I ran simple linear regression models, however my model could not meet all the assumptions (e.g., the normality of the residuals, the homogeneity of the variance). I know that both are quite important to be meet if I want to run the simple linear regression model. I tried different kinds of transformations (e.g., square, log10, BoxCox, so on), but none of them were successful. So, by searching/reading some literatures, I decided to focus on resolving the heteroscedasticity in the linear model with Robust Standard Errors.
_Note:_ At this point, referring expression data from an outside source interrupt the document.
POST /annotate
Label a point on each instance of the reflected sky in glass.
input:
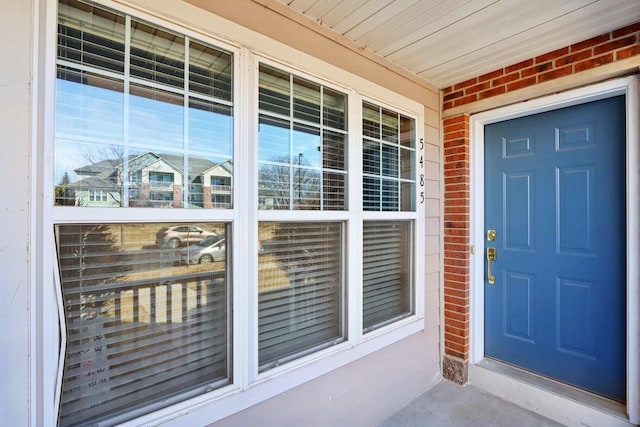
(90, 125)
(90, 111)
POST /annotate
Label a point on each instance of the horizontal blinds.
(388, 160)
(302, 143)
(300, 289)
(141, 329)
(386, 272)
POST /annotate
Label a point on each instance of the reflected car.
(210, 249)
(180, 235)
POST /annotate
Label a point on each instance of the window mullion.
(185, 127)
(124, 175)
(354, 226)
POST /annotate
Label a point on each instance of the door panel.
(555, 194)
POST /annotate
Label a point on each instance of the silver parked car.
(208, 250)
(180, 235)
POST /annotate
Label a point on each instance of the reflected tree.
(65, 195)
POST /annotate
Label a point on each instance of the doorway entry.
(555, 279)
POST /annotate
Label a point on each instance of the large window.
(143, 118)
(160, 115)
(207, 247)
(388, 163)
(302, 145)
(144, 327)
(302, 166)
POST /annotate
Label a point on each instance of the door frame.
(622, 86)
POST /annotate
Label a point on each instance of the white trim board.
(624, 86)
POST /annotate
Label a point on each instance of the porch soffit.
(449, 41)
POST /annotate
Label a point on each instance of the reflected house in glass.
(217, 194)
(154, 180)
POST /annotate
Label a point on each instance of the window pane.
(390, 196)
(210, 183)
(306, 189)
(210, 127)
(390, 126)
(300, 303)
(297, 155)
(370, 121)
(157, 55)
(89, 106)
(274, 91)
(274, 140)
(156, 118)
(306, 100)
(407, 164)
(371, 194)
(387, 272)
(274, 189)
(210, 71)
(371, 157)
(144, 330)
(307, 146)
(155, 180)
(105, 154)
(407, 132)
(333, 152)
(388, 160)
(91, 36)
(335, 109)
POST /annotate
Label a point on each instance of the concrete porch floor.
(452, 405)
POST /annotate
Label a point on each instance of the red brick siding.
(456, 236)
(614, 46)
(606, 48)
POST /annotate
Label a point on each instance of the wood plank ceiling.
(449, 41)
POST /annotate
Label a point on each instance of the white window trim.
(248, 387)
(623, 86)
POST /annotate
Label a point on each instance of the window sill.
(219, 404)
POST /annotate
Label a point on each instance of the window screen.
(300, 304)
(147, 322)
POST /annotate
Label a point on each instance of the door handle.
(491, 256)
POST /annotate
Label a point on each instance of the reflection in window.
(168, 129)
(147, 321)
(302, 144)
(388, 160)
(300, 291)
(387, 272)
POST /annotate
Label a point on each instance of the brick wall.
(456, 235)
(586, 55)
(579, 57)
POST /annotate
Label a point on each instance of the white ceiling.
(449, 41)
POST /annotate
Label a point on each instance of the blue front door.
(555, 196)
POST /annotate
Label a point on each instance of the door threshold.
(558, 401)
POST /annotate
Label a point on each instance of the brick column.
(456, 248)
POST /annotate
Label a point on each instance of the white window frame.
(248, 386)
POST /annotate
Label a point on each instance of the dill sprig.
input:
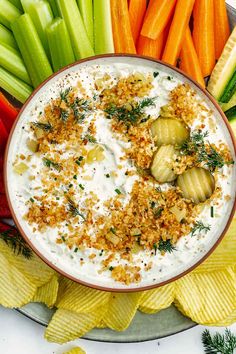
(14, 240)
(219, 343)
(74, 209)
(51, 164)
(44, 126)
(166, 246)
(199, 227)
(130, 113)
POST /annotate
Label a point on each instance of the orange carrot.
(203, 34)
(221, 23)
(157, 16)
(137, 9)
(189, 62)
(122, 35)
(177, 31)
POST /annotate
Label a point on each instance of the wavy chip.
(157, 299)
(76, 350)
(81, 299)
(224, 255)
(15, 289)
(68, 325)
(47, 293)
(121, 310)
(34, 269)
(207, 297)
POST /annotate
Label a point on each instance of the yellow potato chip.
(47, 293)
(224, 255)
(76, 350)
(121, 310)
(68, 325)
(207, 297)
(80, 298)
(157, 299)
(15, 289)
(34, 269)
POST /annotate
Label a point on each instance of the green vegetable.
(219, 343)
(103, 37)
(6, 37)
(86, 10)
(229, 90)
(17, 3)
(231, 114)
(8, 13)
(11, 60)
(16, 87)
(41, 16)
(80, 42)
(224, 68)
(59, 44)
(31, 48)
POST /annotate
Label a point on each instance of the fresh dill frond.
(219, 343)
(74, 210)
(166, 246)
(130, 113)
(51, 164)
(44, 126)
(199, 227)
(14, 240)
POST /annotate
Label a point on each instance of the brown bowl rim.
(59, 270)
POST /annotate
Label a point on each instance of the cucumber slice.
(231, 113)
(224, 68)
(230, 89)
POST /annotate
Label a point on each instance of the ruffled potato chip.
(157, 299)
(80, 299)
(47, 293)
(76, 350)
(224, 255)
(15, 289)
(68, 325)
(34, 269)
(121, 310)
(207, 297)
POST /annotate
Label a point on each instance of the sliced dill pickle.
(162, 165)
(196, 184)
(169, 131)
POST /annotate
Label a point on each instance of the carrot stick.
(189, 62)
(122, 35)
(157, 16)
(203, 34)
(177, 31)
(137, 9)
(221, 26)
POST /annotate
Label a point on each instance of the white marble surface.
(19, 335)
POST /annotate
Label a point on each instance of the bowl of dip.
(120, 173)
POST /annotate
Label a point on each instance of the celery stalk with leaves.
(59, 44)
(31, 49)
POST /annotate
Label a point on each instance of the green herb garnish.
(199, 227)
(219, 343)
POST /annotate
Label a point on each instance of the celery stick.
(86, 10)
(59, 44)
(6, 37)
(11, 60)
(41, 15)
(8, 13)
(103, 38)
(31, 49)
(17, 4)
(17, 88)
(79, 38)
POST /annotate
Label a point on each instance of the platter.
(144, 327)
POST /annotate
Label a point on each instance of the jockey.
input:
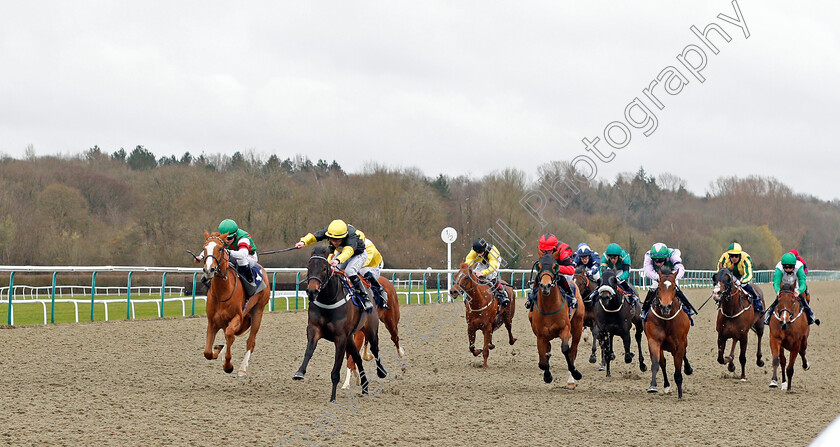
(590, 259)
(658, 256)
(619, 260)
(484, 259)
(799, 258)
(740, 264)
(561, 252)
(243, 250)
(349, 254)
(371, 272)
(788, 269)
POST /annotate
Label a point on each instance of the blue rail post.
(128, 297)
(408, 298)
(195, 276)
(297, 289)
(92, 293)
(162, 291)
(11, 295)
(273, 286)
(52, 299)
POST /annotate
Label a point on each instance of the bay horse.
(736, 316)
(226, 308)
(391, 318)
(614, 315)
(333, 316)
(550, 319)
(482, 309)
(789, 331)
(666, 329)
(586, 286)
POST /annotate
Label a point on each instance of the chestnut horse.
(334, 317)
(226, 308)
(614, 315)
(482, 309)
(391, 318)
(586, 286)
(736, 317)
(667, 330)
(788, 331)
(550, 319)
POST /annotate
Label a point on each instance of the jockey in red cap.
(562, 253)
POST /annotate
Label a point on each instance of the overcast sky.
(447, 87)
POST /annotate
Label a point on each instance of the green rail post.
(408, 298)
(92, 293)
(11, 295)
(52, 303)
(424, 287)
(128, 296)
(297, 289)
(195, 276)
(273, 286)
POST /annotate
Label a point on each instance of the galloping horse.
(332, 318)
(586, 286)
(482, 309)
(736, 317)
(615, 316)
(550, 319)
(226, 307)
(391, 318)
(667, 330)
(788, 331)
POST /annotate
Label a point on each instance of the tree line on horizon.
(138, 209)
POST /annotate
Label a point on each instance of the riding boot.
(686, 303)
(808, 312)
(770, 311)
(378, 296)
(360, 291)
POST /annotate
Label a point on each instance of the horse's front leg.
(312, 337)
(340, 352)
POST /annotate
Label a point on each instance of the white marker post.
(449, 235)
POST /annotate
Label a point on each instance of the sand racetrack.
(147, 383)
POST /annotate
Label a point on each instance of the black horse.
(614, 315)
(333, 316)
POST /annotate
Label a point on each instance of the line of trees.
(138, 209)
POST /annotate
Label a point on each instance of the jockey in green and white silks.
(788, 270)
(658, 256)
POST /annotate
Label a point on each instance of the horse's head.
(318, 271)
(666, 290)
(214, 254)
(547, 274)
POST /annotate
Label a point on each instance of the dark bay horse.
(226, 307)
(614, 315)
(735, 318)
(333, 316)
(391, 318)
(789, 331)
(586, 286)
(667, 330)
(550, 319)
(482, 309)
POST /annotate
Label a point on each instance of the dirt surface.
(147, 383)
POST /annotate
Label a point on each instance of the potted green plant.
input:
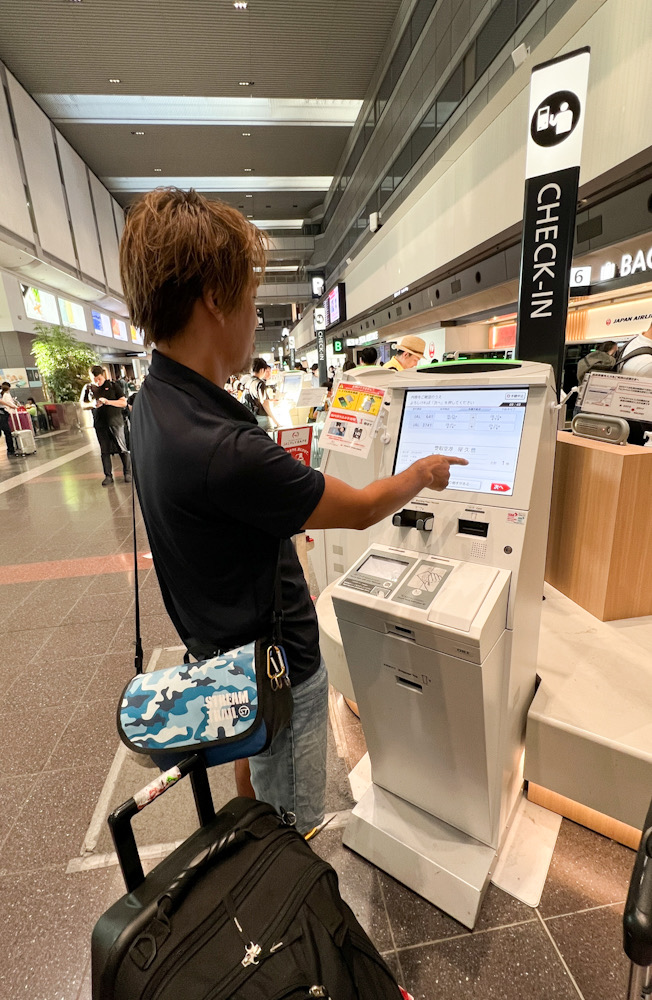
(63, 363)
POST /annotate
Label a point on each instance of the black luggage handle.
(120, 820)
(637, 919)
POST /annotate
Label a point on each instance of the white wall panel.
(81, 210)
(14, 214)
(119, 216)
(477, 191)
(37, 146)
(106, 225)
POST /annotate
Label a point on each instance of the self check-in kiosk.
(439, 620)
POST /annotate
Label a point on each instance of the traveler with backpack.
(635, 358)
(256, 397)
(601, 360)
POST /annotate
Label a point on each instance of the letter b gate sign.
(554, 144)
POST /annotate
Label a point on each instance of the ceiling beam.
(131, 109)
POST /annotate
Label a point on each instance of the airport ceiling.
(152, 91)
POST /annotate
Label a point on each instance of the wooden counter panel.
(600, 539)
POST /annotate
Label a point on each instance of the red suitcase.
(22, 433)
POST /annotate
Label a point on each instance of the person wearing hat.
(410, 351)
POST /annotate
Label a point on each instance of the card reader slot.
(480, 529)
(410, 685)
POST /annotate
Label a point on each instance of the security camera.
(520, 54)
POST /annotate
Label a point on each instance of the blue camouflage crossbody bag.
(228, 705)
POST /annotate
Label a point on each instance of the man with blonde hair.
(411, 350)
(221, 501)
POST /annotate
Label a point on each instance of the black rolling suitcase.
(637, 920)
(243, 909)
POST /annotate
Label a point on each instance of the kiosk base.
(442, 864)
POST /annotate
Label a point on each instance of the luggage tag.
(277, 667)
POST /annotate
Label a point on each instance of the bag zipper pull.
(277, 667)
(252, 951)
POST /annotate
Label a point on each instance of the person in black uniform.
(107, 401)
(221, 501)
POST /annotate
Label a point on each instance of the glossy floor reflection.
(68, 634)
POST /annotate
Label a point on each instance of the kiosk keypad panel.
(377, 574)
(422, 584)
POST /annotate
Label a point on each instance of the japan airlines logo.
(555, 118)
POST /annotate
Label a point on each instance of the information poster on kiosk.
(297, 441)
(352, 418)
(619, 396)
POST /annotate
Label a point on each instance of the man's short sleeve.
(261, 391)
(255, 481)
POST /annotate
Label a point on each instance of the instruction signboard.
(619, 396)
(352, 418)
(297, 441)
(558, 92)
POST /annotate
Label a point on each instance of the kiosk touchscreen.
(439, 620)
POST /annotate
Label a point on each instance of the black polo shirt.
(105, 416)
(218, 497)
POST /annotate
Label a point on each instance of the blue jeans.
(291, 773)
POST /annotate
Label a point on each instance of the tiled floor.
(67, 652)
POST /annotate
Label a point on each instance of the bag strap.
(138, 657)
(277, 619)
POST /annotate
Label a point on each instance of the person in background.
(256, 395)
(602, 359)
(636, 359)
(411, 349)
(368, 356)
(641, 365)
(7, 404)
(107, 401)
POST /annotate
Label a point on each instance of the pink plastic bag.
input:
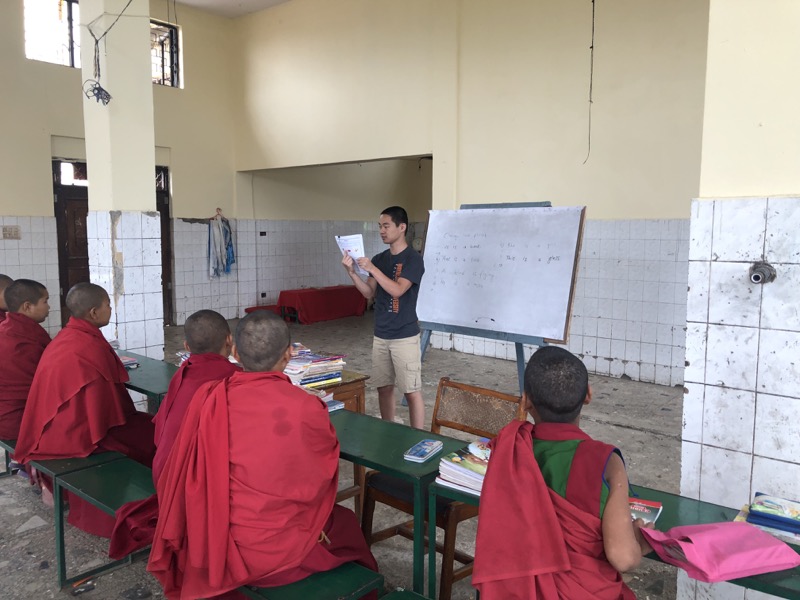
(721, 551)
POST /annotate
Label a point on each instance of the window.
(164, 53)
(52, 31)
(52, 34)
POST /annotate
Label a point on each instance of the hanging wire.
(591, 85)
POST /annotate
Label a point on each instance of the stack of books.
(464, 470)
(311, 370)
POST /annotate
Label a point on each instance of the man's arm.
(367, 288)
(394, 288)
(623, 542)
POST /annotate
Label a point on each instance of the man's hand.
(348, 263)
(366, 264)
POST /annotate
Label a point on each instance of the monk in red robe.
(22, 342)
(208, 339)
(247, 494)
(554, 519)
(78, 404)
(5, 281)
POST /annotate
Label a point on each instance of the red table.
(322, 304)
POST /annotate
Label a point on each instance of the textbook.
(646, 510)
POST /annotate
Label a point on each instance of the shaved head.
(22, 291)
(83, 297)
(206, 331)
(5, 281)
(262, 338)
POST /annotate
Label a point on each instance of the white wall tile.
(728, 418)
(733, 298)
(783, 223)
(778, 432)
(739, 227)
(731, 356)
(725, 477)
(778, 365)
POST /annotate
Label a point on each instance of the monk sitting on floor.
(78, 404)
(208, 338)
(5, 281)
(554, 520)
(22, 342)
(247, 493)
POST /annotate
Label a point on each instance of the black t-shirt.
(396, 318)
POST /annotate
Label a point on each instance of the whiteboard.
(506, 270)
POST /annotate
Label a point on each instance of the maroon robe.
(247, 489)
(78, 405)
(22, 342)
(136, 521)
(532, 544)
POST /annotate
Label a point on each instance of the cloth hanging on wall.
(221, 254)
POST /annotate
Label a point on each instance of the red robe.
(247, 489)
(22, 342)
(532, 544)
(78, 405)
(136, 521)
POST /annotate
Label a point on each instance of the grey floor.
(643, 420)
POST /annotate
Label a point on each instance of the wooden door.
(71, 208)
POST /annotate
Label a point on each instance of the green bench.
(106, 486)
(346, 582)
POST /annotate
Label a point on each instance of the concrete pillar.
(123, 226)
(741, 434)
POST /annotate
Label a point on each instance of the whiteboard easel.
(427, 327)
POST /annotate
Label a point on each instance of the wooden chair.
(473, 410)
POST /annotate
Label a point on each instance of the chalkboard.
(506, 270)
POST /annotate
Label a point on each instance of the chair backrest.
(473, 409)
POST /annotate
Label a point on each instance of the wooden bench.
(346, 582)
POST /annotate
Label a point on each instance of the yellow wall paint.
(350, 192)
(194, 126)
(751, 128)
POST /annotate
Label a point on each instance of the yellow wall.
(751, 129)
(351, 192)
(496, 91)
(41, 116)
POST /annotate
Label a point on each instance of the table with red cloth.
(322, 304)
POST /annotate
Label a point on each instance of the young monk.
(247, 493)
(22, 342)
(208, 338)
(78, 403)
(554, 518)
(5, 281)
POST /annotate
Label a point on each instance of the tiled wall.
(34, 256)
(629, 310)
(741, 434)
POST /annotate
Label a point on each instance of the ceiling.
(232, 8)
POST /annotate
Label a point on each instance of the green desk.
(380, 445)
(150, 378)
(677, 511)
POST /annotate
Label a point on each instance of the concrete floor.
(643, 420)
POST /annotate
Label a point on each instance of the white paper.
(354, 246)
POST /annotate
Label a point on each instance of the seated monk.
(5, 281)
(78, 404)
(208, 338)
(22, 342)
(247, 494)
(554, 521)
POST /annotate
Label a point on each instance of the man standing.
(394, 278)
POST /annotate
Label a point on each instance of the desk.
(379, 444)
(150, 378)
(322, 304)
(678, 510)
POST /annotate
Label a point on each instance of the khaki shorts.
(397, 362)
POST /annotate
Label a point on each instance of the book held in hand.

My question is that: After resolving the heteroscedasticity, is that ok for me to use the estimate, se, and CI from my model without paying any attentions on the normality. Thank you in advance!

Anh
  • 101
  • Welcome to Cross Validated! How are you determining that you fail to meet these assumptions? Plots? Formal testing? – Dave Aug 10 '22 at 19:42
  • Hi @Dave. Yes, so far I am using the package performance with the function check_normality, and check_heteroscedasticity instead of using qqplot so on. – Anh Aug 10 '22 at 19:47
  • I don’t know that package. Is it doing hypothesis testing? – Dave Aug 10 '22 at 19:52
  • Yes, as far as I checked, check_normlity is the same like shapiro_test... – Anh Aug 10 '22 at 19:54
  • According to the ref: check_normality() calls stats::shapiro.test and checks the standardized residuals (or Studentized residuals for mixed models) for normal distribution. Note that this formal test almost always yields significant results for the distribution of residuals and visual inspection (e.g. Q-Q plots) are preferable. – Anh Aug 10 '22 at 19:55
  • 2
    Normality testing is essentially useless, and ditto for formal testing of variance differences for about the same reason: you all-but-know the variances are at least a little bit different. – Dave Aug 10 '22 at 19:59
  • @Dave thanks Dave. – Anh Aug 10 '22 at 21:12
  • If your residuals are not normally distributed, it simply means that the linear model is too simplistic, or that other variables are influencing your data. What are your data and what kind of relationship do you expect between them? – Koen Van de Moortel Aug 12 '22 at 14:19
  • Welcome to Cross Validated! This claim is false. A relationship can be totally linear without having a normal error term. For instance, use a Laplace error term. – Dave Aug 12 '22 at 14:33
  • Well, maybe I ought to say: "it's an indication that the linear model might be unappropriate". Any pattern that can be seen in the residuals and which doesn't look random, is an indication that something is wrong with the model. – Koen Van de Moortel Aug 12 '22 at 14:55
  • @Koen You seem to equate "non-Normality" with "doesn't look random," but that's incorrect. – whuber Aug 12 '22 at 15:24

0 Answers0